Anch'io ho finito da qualche giorno la lettura e mi sono preso del tempo per riflettere sulla personale esperienza che l'autore ha voluto condividere con i propri lettori. Debbo dire che qui l'autore è riuscito a prendermi per mano e accompagnarmi un po' alla volta nel cuore delle sue vicende e in questo viaggio così personale e intimo ho vissuto da spettatore le esperienze dolorose. L'ho trovato a tratti commovente. Qualche citazione non sembra però del tutto originale, senza comunque togliere spessore all'insieme. Un esempio fra tutti il richiamo a elementi noti: "siamo nani su spalle di giganti...per questo riusciamo a vedere più lontano di loro", una citazione che, usando parole di Elena, direi di newtoniana memoria.
Il tema del suicidio si fa strada lentamente in modo lucido, razionale, senza orpelli emotivi che ne enfatizzino gli aspetti, lasciando al lettore intatta la propria immagine costruita dei fatti narrati.
Sono d'accordo con @petre sulla libera scelta di andarsene. Credo che sia un gesto estremo di profonda coerenza con se stessi se la vita non offre altro che pura sopravvivenza a un tormento interiore che non ha pace. Certo, il gesto in sé stride con il valore della sacralità della vita al quale la maggior parte si ispira ma non posso anteporlo al valore che reputo più alto di autodeterminare la propria esistenza e porvi fine se le condizioni estreme della vita non offrono altra scelta. In questo caso sono io che scelgo e non altri. C'è una bella differenza.
Il termine sopravvivenza lo considero distinto dal termine vivere, riconoscendo al primo un'accezione passiva, omologante alla vita, una sorta di appiattimento, un continuare a campare e non come atto creativo, intenso, emotivo a opera di soggetti pienamente senzienti che associo invece al secondo, ed è per questa ragione che non vedo quel cinismo di cui parla @Mattia p, al contrario, credo che la consapevolezza del dolore vissuto dall'autore attraverso il dramma della madre lo abbia indotto comprensibilmente ad afferrare il significato del termine sopravvivenza nel senso che qui ho richiamato. Egli tenta di superare il dolore, che la vicenda familiare gli procura, con distacco emotivo per ridurne il peso e soprattutto quell'eredità materna racchiusa nelle poche righe dove egli è chiamato in causa:
Voglio, invece, che tutti sappiano CHE HO SCELTO IL IL MOMENTO: è l'ultima vanità, di pavesiana memoria; Roberto mi capirà.

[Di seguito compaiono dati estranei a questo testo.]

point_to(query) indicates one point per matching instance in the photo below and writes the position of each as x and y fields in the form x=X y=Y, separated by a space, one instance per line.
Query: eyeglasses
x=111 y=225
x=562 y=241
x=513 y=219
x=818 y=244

Nonostante gli sforzi l'autore non riesce però a svuotarsi del tutto da questa amara eredità come se la madre lo avesse in essa bloccato; non raggiunge nemmeno la catarsi tanto auspicata ma sospende per il momento quell'autoconvincimento del comune destino che lo attende per amore del figlio e per la vita che scorre riflessa nei suoi occhi dove il mondo riesce per lui ancora una volta a ridipingersi. Questo credo sia un tentativo forte di riaggrapparsi alla vita, non certamente uno sguardo indifferente su di essa, pur se distaccato per le dolorose vicende vissute.